Microsoft Edge 92 ganhará importante ajuste de segurança como padrão

Microsoft Edge 92 ganhará importante ajuste de segurança como padrão

Por Alveni Lisboa | Editado por Douglas Ciriaco | 02 de Junho de 2021 às 18h45
(Imagem: André Magalhães/Captura de tela)

A Microsoft anunciou que vai implementar o HTTPS automático para o navegador Edge a partir da versão 92. Ao digitar o endereço de um site, o browser vai acessar a versão segura direto — hoje, ele entra primeiro na versão HTTP e depois redireciona para a outra, se a página possuir.

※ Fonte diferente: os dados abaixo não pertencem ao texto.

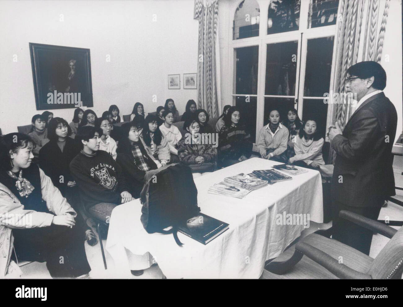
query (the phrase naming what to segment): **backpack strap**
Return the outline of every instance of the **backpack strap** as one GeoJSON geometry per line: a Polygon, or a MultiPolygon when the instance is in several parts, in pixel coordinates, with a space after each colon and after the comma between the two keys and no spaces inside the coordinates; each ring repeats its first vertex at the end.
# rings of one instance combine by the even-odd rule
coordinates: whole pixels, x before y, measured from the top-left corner
{"type": "Polygon", "coordinates": [[[177,244],[180,246],[183,245],[183,243],[181,242],[179,240],[179,238],[178,238],[178,229],[176,227],[172,227],[169,230],[164,230],[163,229],[161,229],[161,230],[155,230],[155,232],[164,234],[172,234],[174,236],[174,239],[175,239],[175,242],[176,242],[177,244]]]}

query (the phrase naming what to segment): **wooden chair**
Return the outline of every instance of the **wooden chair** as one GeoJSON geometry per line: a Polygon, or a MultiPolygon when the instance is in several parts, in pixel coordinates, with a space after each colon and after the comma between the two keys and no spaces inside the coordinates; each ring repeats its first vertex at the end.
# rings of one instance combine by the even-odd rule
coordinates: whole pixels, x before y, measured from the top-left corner
{"type": "Polygon", "coordinates": [[[403,228],[397,230],[344,210],[340,211],[340,216],[391,240],[373,259],[338,241],[314,233],[267,264],[261,278],[401,279],[403,273],[403,228]]]}

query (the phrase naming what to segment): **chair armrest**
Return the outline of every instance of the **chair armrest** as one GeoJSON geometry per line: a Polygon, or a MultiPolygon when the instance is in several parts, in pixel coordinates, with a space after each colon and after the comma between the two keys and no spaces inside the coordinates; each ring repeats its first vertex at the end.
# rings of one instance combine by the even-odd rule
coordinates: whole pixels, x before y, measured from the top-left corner
{"type": "Polygon", "coordinates": [[[353,222],[355,224],[380,234],[390,239],[397,232],[395,228],[385,225],[377,221],[355,213],[346,210],[341,210],[339,213],[339,216],[343,219],[353,222]]]}
{"type": "Polygon", "coordinates": [[[339,278],[345,279],[372,279],[371,276],[353,269],[345,265],[339,263],[334,258],[305,242],[299,242],[295,250],[302,253],[339,278]]]}

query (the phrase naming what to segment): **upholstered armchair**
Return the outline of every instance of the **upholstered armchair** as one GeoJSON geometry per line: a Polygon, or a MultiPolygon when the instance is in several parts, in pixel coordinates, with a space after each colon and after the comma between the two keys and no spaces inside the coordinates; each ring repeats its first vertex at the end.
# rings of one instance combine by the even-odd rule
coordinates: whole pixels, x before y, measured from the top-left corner
{"type": "Polygon", "coordinates": [[[336,240],[314,233],[267,264],[264,279],[401,279],[403,228],[397,230],[348,211],[340,216],[391,240],[373,259],[336,240]]]}

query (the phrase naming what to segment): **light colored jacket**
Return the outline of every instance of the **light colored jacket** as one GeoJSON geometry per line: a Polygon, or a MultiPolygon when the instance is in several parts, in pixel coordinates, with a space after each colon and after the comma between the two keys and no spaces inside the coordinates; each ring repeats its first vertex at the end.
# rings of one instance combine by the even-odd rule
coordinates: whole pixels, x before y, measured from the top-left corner
{"type": "MultiPolygon", "coordinates": [[[[166,140],[166,138],[162,134],[162,138],[161,140],[161,143],[157,145],[155,143],[152,142],[151,146],[153,146],[153,150],[152,150],[150,146],[148,146],[144,142],[144,140],[143,138],[143,134],[140,135],[140,139],[143,143],[143,146],[144,146],[145,151],[149,155],[155,157],[156,155],[158,155],[158,159],[160,161],[165,160],[166,162],[169,162],[171,159],[171,155],[169,150],[169,145],[168,144],[168,141],[166,140]]],[[[155,158],[154,158],[155,159],[155,158]]]]}
{"type": "MultiPolygon", "coordinates": [[[[56,215],[71,212],[74,217],[77,216],[77,213],[53,185],[50,178],[40,168],[39,173],[42,198],[46,202],[49,211],[56,215]]],[[[51,213],[25,209],[17,196],[0,182],[0,278],[7,274],[10,263],[14,242],[12,229],[48,227],[52,224],[54,216],[51,213]],[[27,220],[30,224],[24,222],[27,220]]]]}
{"type": "Polygon", "coordinates": [[[166,140],[169,146],[169,150],[174,155],[178,155],[178,150],[176,148],[181,139],[182,138],[182,134],[178,127],[173,125],[171,125],[170,128],[167,128],[162,124],[160,126],[160,130],[164,135],[166,138],[166,140]]]}
{"type": "Polygon", "coordinates": [[[101,142],[100,142],[100,149],[106,151],[112,156],[114,160],[116,160],[116,157],[117,156],[116,153],[116,148],[117,147],[116,142],[110,137],[110,136],[106,136],[105,141],[106,142],[104,143],[102,140],[101,140],[101,142]]]}

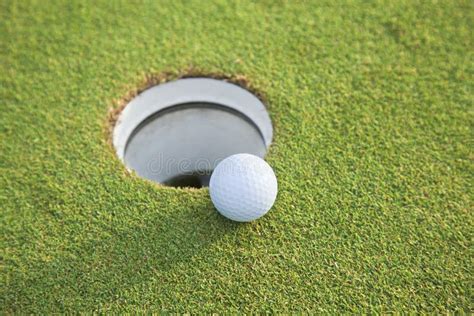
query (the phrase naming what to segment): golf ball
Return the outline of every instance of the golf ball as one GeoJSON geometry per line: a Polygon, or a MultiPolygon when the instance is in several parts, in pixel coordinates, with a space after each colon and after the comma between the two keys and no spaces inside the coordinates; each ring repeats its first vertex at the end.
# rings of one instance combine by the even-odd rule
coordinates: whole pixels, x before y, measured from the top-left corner
{"type": "Polygon", "coordinates": [[[234,221],[249,222],[270,210],[278,185],[272,167],[263,159],[237,154],[217,165],[209,191],[219,213],[234,221]]]}

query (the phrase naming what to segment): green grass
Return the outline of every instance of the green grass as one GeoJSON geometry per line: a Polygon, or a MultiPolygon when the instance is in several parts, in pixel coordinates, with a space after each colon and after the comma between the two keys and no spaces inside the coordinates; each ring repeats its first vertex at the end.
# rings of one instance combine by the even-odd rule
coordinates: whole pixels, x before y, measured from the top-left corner
{"type": "Polygon", "coordinates": [[[299,3],[0,2],[2,313],[473,310],[473,2],[299,3]],[[266,97],[259,221],[114,155],[110,108],[189,67],[266,97]]]}

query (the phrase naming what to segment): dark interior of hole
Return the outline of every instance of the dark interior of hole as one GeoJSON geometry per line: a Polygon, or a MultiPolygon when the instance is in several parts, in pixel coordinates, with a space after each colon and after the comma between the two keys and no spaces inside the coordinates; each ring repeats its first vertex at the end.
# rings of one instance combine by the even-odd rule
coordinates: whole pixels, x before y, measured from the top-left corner
{"type": "Polygon", "coordinates": [[[173,177],[163,184],[178,188],[202,188],[209,186],[212,171],[200,171],[192,174],[183,174],[173,177]]]}
{"type": "Polygon", "coordinates": [[[135,129],[133,130],[133,132],[130,134],[130,136],[128,137],[128,141],[127,143],[125,144],[125,152],[127,151],[128,149],[128,144],[130,143],[130,140],[144,127],[146,126],[147,124],[149,124],[151,121],[155,120],[157,117],[159,116],[164,116],[166,115],[167,113],[171,113],[171,112],[174,112],[174,111],[180,111],[180,110],[183,110],[183,109],[186,109],[186,108],[211,108],[211,109],[215,109],[215,110],[219,110],[219,111],[226,111],[226,112],[229,112],[229,113],[232,113],[236,116],[239,116],[240,118],[242,118],[243,120],[245,120],[246,122],[248,122],[250,125],[253,126],[253,128],[260,134],[260,136],[262,137],[262,139],[264,138],[263,137],[263,134],[262,134],[262,131],[258,128],[258,126],[255,124],[254,121],[252,121],[249,117],[247,117],[246,115],[244,115],[243,113],[237,111],[237,110],[234,110],[226,105],[223,105],[223,104],[217,104],[217,103],[210,103],[210,102],[189,102],[189,103],[181,103],[181,104],[175,104],[175,105],[172,105],[168,108],[165,108],[165,109],[162,109],[158,112],[155,112],[153,113],[152,115],[150,115],[149,117],[147,117],[146,119],[144,119],[137,127],[135,127],[135,129]]]}

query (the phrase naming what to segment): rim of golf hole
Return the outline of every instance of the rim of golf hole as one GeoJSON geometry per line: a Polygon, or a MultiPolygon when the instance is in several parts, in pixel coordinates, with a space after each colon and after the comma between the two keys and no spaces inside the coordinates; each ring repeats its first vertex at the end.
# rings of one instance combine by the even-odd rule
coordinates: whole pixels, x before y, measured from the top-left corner
{"type": "Polygon", "coordinates": [[[186,78],[133,98],[113,130],[117,156],[142,178],[173,187],[209,185],[226,157],[263,158],[273,127],[262,101],[231,82],[186,78]]]}

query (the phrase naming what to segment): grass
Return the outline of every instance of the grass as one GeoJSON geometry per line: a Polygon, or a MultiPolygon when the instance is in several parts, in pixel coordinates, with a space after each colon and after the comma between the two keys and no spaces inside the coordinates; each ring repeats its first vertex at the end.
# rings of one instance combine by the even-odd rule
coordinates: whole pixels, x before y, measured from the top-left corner
{"type": "Polygon", "coordinates": [[[3,313],[473,310],[470,1],[0,2],[3,313]],[[241,76],[272,211],[125,172],[149,76],[241,76]]]}

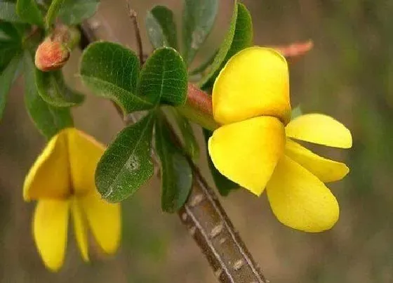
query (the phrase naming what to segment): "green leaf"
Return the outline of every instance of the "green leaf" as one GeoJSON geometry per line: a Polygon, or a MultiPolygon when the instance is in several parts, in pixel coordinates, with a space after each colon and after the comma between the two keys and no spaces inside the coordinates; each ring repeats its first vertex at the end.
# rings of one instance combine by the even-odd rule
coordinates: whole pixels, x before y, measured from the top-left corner
{"type": "Polygon", "coordinates": [[[192,71],[189,72],[189,74],[193,76],[202,73],[206,70],[206,69],[213,63],[214,58],[217,56],[218,51],[216,51],[213,55],[211,55],[205,62],[203,62],[200,65],[196,67],[192,71]]]}
{"type": "Polygon", "coordinates": [[[0,20],[6,22],[22,22],[16,13],[16,3],[0,0],[0,20]]]}
{"type": "Polygon", "coordinates": [[[22,39],[11,22],[0,22],[0,72],[13,58],[22,53],[22,39]]]}
{"type": "Polygon", "coordinates": [[[46,103],[38,94],[32,56],[24,55],[25,103],[32,120],[39,131],[49,139],[59,131],[73,126],[69,108],[56,107],[46,103]]]}
{"type": "Polygon", "coordinates": [[[239,187],[239,185],[236,183],[232,182],[227,177],[221,174],[218,170],[215,167],[211,158],[210,158],[210,155],[208,154],[208,150],[207,149],[207,144],[209,138],[213,134],[213,132],[204,129],[204,136],[205,136],[205,140],[206,143],[206,152],[207,152],[207,158],[208,158],[208,164],[210,169],[210,171],[211,173],[211,176],[213,176],[213,179],[214,180],[214,183],[215,184],[215,187],[220,195],[222,196],[227,196],[229,192],[232,190],[237,190],[239,187]]]}
{"type": "Polygon", "coordinates": [[[154,48],[164,46],[178,49],[178,36],[173,13],[164,6],[156,6],[147,12],[146,29],[154,48]]]}
{"type": "Polygon", "coordinates": [[[44,26],[44,17],[35,0],[18,0],[16,13],[25,22],[44,26]]]}
{"type": "Polygon", "coordinates": [[[15,56],[7,67],[0,72],[0,120],[6,107],[7,94],[14,79],[18,77],[20,56],[15,56]]]}
{"type": "Polygon", "coordinates": [[[218,11],[218,0],[185,0],[184,5],[183,51],[188,65],[213,28],[218,11]]]}
{"type": "Polygon", "coordinates": [[[81,104],[85,96],[70,89],[64,81],[61,70],[41,72],[35,70],[36,85],[39,96],[46,103],[56,107],[70,107],[81,104]]]}
{"type": "Polygon", "coordinates": [[[235,1],[229,29],[211,65],[209,72],[199,84],[201,88],[204,90],[211,88],[228,60],[241,50],[250,46],[252,41],[253,22],[250,12],[244,5],[235,1]]]}
{"type": "Polygon", "coordinates": [[[183,115],[180,114],[177,109],[171,108],[171,113],[175,117],[175,120],[183,138],[184,147],[186,153],[191,158],[196,161],[199,158],[199,145],[196,141],[192,126],[189,120],[183,115]]]}
{"type": "Polygon", "coordinates": [[[55,20],[56,20],[56,17],[65,1],[66,0],[52,0],[52,3],[51,3],[51,6],[48,8],[48,11],[45,15],[45,26],[47,29],[49,28],[55,20]]]}
{"type": "Polygon", "coordinates": [[[161,161],[161,207],[173,213],[182,206],[192,185],[192,171],[181,150],[171,141],[164,117],[156,123],[156,150],[161,161]]]}
{"type": "Polygon", "coordinates": [[[123,129],[98,162],[95,185],[108,202],[125,199],[153,176],[151,155],[154,118],[154,113],[149,113],[123,129]]]}
{"type": "Polygon", "coordinates": [[[138,93],[152,103],[182,105],[187,100],[187,69],[173,48],[156,49],[143,65],[138,93]]]}
{"type": "Polygon", "coordinates": [[[139,60],[118,44],[96,42],[82,54],[79,72],[82,81],[95,94],[110,99],[124,113],[152,109],[154,105],[137,96],[139,60]]]}
{"type": "Polygon", "coordinates": [[[75,25],[93,16],[100,0],[64,0],[58,16],[68,25],[75,25]]]}

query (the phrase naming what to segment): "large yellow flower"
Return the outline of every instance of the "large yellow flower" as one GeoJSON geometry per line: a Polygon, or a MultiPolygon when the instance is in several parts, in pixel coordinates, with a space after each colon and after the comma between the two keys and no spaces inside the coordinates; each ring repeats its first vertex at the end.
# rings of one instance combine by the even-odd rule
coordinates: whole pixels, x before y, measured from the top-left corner
{"type": "Polygon", "coordinates": [[[241,51],[222,70],[212,98],[214,118],[222,126],[210,138],[208,151],[220,172],[258,196],[266,187],[282,223],[307,232],[331,228],[339,208],[324,183],[342,179],[349,169],[295,140],[349,148],[351,133],[321,114],[290,121],[285,58],[271,48],[241,51]]]}
{"type": "Polygon", "coordinates": [[[45,265],[57,271],[62,265],[69,215],[82,258],[88,261],[88,226],[107,254],[116,251],[121,229],[120,206],[102,200],[94,172],[105,147],[73,128],[53,137],[25,180],[23,198],[37,200],[33,234],[45,265]]]}

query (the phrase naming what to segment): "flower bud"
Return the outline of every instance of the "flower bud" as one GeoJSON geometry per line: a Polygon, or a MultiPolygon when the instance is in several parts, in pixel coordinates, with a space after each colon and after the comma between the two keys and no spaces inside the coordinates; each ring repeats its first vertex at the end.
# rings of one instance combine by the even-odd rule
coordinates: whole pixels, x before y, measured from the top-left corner
{"type": "Polygon", "coordinates": [[[36,51],[35,65],[43,71],[61,69],[69,58],[69,50],[59,41],[46,38],[36,51]]]}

Caso o site não suporte o protocolo seguro, o Edge vai direcionar para a versão tradicional. A Microsoft afirma que o navegador tem uma lista de sites interna que inclui centenas de milhares de domínios. Cabe lembrar que deve-se evitar o preenchimento de dados sensíveis e financeiros em sites sem o cadeado ao lado do endereço, pois isto deixa a conexão mais vulnerável.

(Imagem: Divulgação/Microsoft)

No entanto, os desenvolvedores inseriram uma opção para só acessar sites em HTTPS. Basta entrar nas configurações do browser e procurar pela opção “Privacidade”. Nesse caso, é importante ressaltar que as páginas não-suportadas vão apresentar erros de conexão, inviabilizando a navegação.

Por enquanto, o recurso está disponível em caráter experimental apenas nos canais Dev e Canary. A versão estável do Edge 92 só deve chegar para todos os usuários a partir do dia 22 de julho.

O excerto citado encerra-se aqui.